# spaCy

spaCy is a *free*, *open-source library* for Natural Language Processing (NLP) in Python.

spaCy, differently from [NLTK](https://github.com/nltk/nltk) is not a research software. It is designed to be "ready to use" and easy to understand. Indeed NLTK was created as a platform for teaching and research.

# Features
spaCy features can be related to:
- linguistic concepts
- more general machine learning functionality

## Tokenization
Segmenting text into words, punctuation marks, etc.

## Lemmatization
Assigning the base forms of words.
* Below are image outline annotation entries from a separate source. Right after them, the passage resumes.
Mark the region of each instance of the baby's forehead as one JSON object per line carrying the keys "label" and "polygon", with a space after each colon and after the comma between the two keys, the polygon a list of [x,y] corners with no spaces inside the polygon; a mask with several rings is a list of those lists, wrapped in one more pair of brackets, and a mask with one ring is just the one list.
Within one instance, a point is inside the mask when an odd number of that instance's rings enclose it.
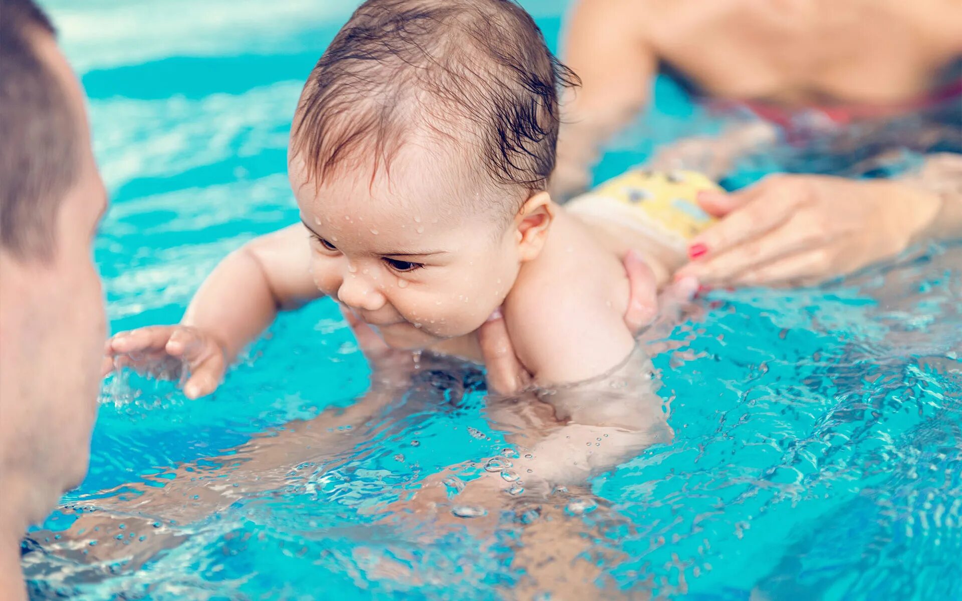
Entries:
{"label": "baby's forehead", "polygon": [[437,145],[408,143],[390,162],[344,163],[323,181],[308,181],[303,161],[290,164],[302,209],[318,216],[407,217],[461,221],[494,211],[492,187],[479,182],[467,161]]}

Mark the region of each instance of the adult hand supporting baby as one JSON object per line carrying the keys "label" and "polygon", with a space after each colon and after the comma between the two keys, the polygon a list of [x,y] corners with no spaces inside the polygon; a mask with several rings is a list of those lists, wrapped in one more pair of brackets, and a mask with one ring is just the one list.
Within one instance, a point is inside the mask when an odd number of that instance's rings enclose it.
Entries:
{"label": "adult hand supporting baby", "polygon": [[[651,323],[661,306],[691,300],[697,288],[694,278],[681,280],[663,293],[659,303],[654,273],[641,253],[629,251],[625,255],[624,270],[629,283],[624,323],[632,332],[638,332]],[[499,313],[492,315],[478,330],[478,342],[485,359],[490,392],[517,394],[531,385],[531,374],[515,354],[504,318]]]}
{"label": "adult hand supporting baby", "polygon": [[692,239],[675,278],[706,286],[810,286],[924,239],[943,200],[898,180],[772,175],[735,193],[702,192],[722,221]]}

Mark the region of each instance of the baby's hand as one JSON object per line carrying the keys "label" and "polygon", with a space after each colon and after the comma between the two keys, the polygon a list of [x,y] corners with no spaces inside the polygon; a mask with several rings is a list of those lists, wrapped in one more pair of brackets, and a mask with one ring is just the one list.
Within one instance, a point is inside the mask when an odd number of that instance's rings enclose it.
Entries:
{"label": "baby's hand", "polygon": [[121,332],[107,340],[104,374],[116,367],[149,370],[160,377],[177,378],[186,366],[190,378],[184,394],[197,398],[214,392],[227,367],[223,346],[202,330],[190,326],[151,326]]}

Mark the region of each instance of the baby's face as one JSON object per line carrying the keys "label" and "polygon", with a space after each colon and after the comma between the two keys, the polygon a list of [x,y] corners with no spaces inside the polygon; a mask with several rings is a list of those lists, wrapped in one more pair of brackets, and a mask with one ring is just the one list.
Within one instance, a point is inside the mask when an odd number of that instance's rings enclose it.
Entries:
{"label": "baby's face", "polygon": [[520,264],[515,228],[466,209],[475,192],[418,154],[398,157],[390,181],[339,173],[319,189],[290,165],[317,288],[404,349],[479,328]]}

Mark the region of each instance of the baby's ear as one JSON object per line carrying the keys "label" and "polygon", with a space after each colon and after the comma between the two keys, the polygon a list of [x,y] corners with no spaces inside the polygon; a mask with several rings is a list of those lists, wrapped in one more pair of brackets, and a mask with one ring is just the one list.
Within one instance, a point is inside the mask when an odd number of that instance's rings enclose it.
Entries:
{"label": "baby's ear", "polygon": [[521,261],[531,261],[541,254],[547,232],[554,220],[556,207],[546,191],[532,194],[515,217],[518,228],[518,250]]}

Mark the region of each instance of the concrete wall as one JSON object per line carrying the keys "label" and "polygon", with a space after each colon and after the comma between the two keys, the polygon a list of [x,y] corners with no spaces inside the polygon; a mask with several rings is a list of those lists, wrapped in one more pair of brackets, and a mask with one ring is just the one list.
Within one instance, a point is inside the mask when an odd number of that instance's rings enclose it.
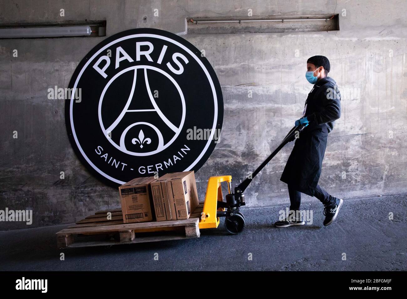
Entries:
{"label": "concrete wall", "polygon": [[[256,16],[339,13],[339,31],[183,36],[206,50],[225,102],[221,141],[197,175],[201,199],[210,176],[242,179],[300,117],[311,88],[305,78],[306,61],[315,55],[329,58],[330,76],[343,95],[342,117],[329,135],[320,184],[348,199],[407,190],[407,9],[404,1],[386,3],[2,0],[0,23],[105,19],[110,36],[138,27],[177,33],[185,31],[186,17],[247,16],[248,9]],[[64,17],[59,16],[61,8]],[[80,61],[103,38],[0,40],[0,209],[33,209],[32,226],[72,222],[119,204],[117,191],[91,176],[75,156],[65,129],[64,101],[47,97],[49,87],[68,86]],[[279,179],[293,145],[247,190],[249,206],[288,202]],[[0,223],[0,229],[23,227]]]}

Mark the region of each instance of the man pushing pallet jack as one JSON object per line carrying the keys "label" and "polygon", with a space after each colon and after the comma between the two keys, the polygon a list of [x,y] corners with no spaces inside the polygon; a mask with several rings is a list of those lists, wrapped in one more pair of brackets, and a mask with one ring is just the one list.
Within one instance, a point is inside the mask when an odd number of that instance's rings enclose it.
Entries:
{"label": "man pushing pallet jack", "polygon": [[[286,183],[290,197],[290,214],[286,219],[275,223],[277,227],[287,227],[305,224],[300,215],[301,193],[315,196],[324,204],[328,225],[336,219],[343,201],[329,194],[318,184],[325,154],[328,133],[334,122],[341,116],[341,95],[336,82],[328,76],[329,61],[325,56],[316,56],[307,61],[306,78],[314,86],[305,101],[302,117],[295,122],[278,147],[253,173],[232,190],[232,177],[212,177],[208,182],[200,229],[217,227],[219,218],[225,217],[225,226],[230,234],[236,234],[245,227],[245,218],[239,211],[246,203],[243,192],[255,177],[284,146],[296,138],[280,179]],[[300,134],[300,132],[301,134]],[[227,182],[229,194],[223,201],[221,183]]]}

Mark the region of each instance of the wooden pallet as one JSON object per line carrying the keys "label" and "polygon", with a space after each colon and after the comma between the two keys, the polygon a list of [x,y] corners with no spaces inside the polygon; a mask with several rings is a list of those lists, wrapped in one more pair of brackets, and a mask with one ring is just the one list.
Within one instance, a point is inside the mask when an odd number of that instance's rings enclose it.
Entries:
{"label": "wooden pallet", "polygon": [[[96,212],[57,233],[59,248],[101,246],[199,238],[200,204],[188,219],[123,223],[120,209]],[[107,220],[108,212],[111,219]]]}

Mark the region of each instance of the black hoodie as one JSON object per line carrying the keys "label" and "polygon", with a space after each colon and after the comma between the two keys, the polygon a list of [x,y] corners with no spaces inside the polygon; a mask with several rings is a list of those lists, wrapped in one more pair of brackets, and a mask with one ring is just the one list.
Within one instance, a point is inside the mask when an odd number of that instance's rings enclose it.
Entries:
{"label": "black hoodie", "polygon": [[326,77],[317,82],[308,94],[304,110],[309,124],[304,131],[332,131],[335,121],[341,117],[341,93],[335,80]]}

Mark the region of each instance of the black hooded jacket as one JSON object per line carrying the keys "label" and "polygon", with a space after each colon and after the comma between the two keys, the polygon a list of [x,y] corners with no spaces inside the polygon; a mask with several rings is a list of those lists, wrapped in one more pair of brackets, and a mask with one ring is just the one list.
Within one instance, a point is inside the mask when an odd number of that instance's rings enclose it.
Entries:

For example the lemma of "playing" is "play", the lemma of "is" is "be", etc.

## Similarity
Comparing words, text spans and documents and how similar they are to each other.

## Part-of-speech (POS) tagging
Assigning word types to tokens, like verb or noun.

## Named entity recognition (NER)
Labelling named real words, like persons, companies and locations.


In [None]:
!python -m spacy download en_core_web_sm
!python -m spacy download en_core_web_md # contains more information

# Linguistic annotations (example of use)
They are to give you insighs into *text's grammatical structure*.
It includes:
1. the *word types*,
2. *how they are related between each other*.

For example, there is a huge difference if a noun is the subject of a sentence or if it is the object of a sentence.

Once we have downloaded and installed a "trained pipeline", we can use it by using the function `spacy.load()`.

This will give a `Language` object, that is generally named `nlp` by convention.

In [None]:
import spacy

nlp = spacy.load("en_core_web_sm")
doc = nlp("Apple is looking at buying U.K. startup for $1 billion")
for token in doc:
    print(token.text, token.pos_, token.dep_)

# Tokenization (example of use)

It segments it into words, punctuation, etc..

In [None]:
nlp = spacy.load("en_core_web_sm")
doc = nlp("Apple is looking at buying U.K. startup for $1 billion")
for token in doc:
    print(token.text)

# Similarity (example of use)
Similarity can be computed between words and also over more complex data, like documents.

Similarity between words is determined by comparing word vectors that are named "word embeddings" that are *multi-dimensional meaning representation of a word".
Word embeddings can be generated by using an algorithm as word2vec

In [None]:
nlp = spacy.load("en_core_web_md")
tokens = nlp("dog cat banana afskfsd")

for token in tokens:
    print(token.text, token.has_vector, token.vector_norm, token.is_oov)
    #print(token.vector)

In [None]:
doc1 = nlp("I like salty fries and hamburgers.")
doc2 = nlp("Fast food tastes very good.")

# Similarity of two documents
print(doc1, "<->", doc2, doc1.similarity(doc2))

# Similarity of tokens and spans
french_fries = doc1[2:4]
burgers = doc1[5]
print(french_fries, "<->", burgers, french_fries.similarity(burgers))

# Named Entity Recognition (example of use)

In [None]:
nlp = spacy.load("en_core_web_sm")
doc = nlp("Apple is looking at buying U.K. startup for $1 billion")

for ent in doc.ents:
    print(ent.text, ent.start_char, ent.end_char, ent.label_)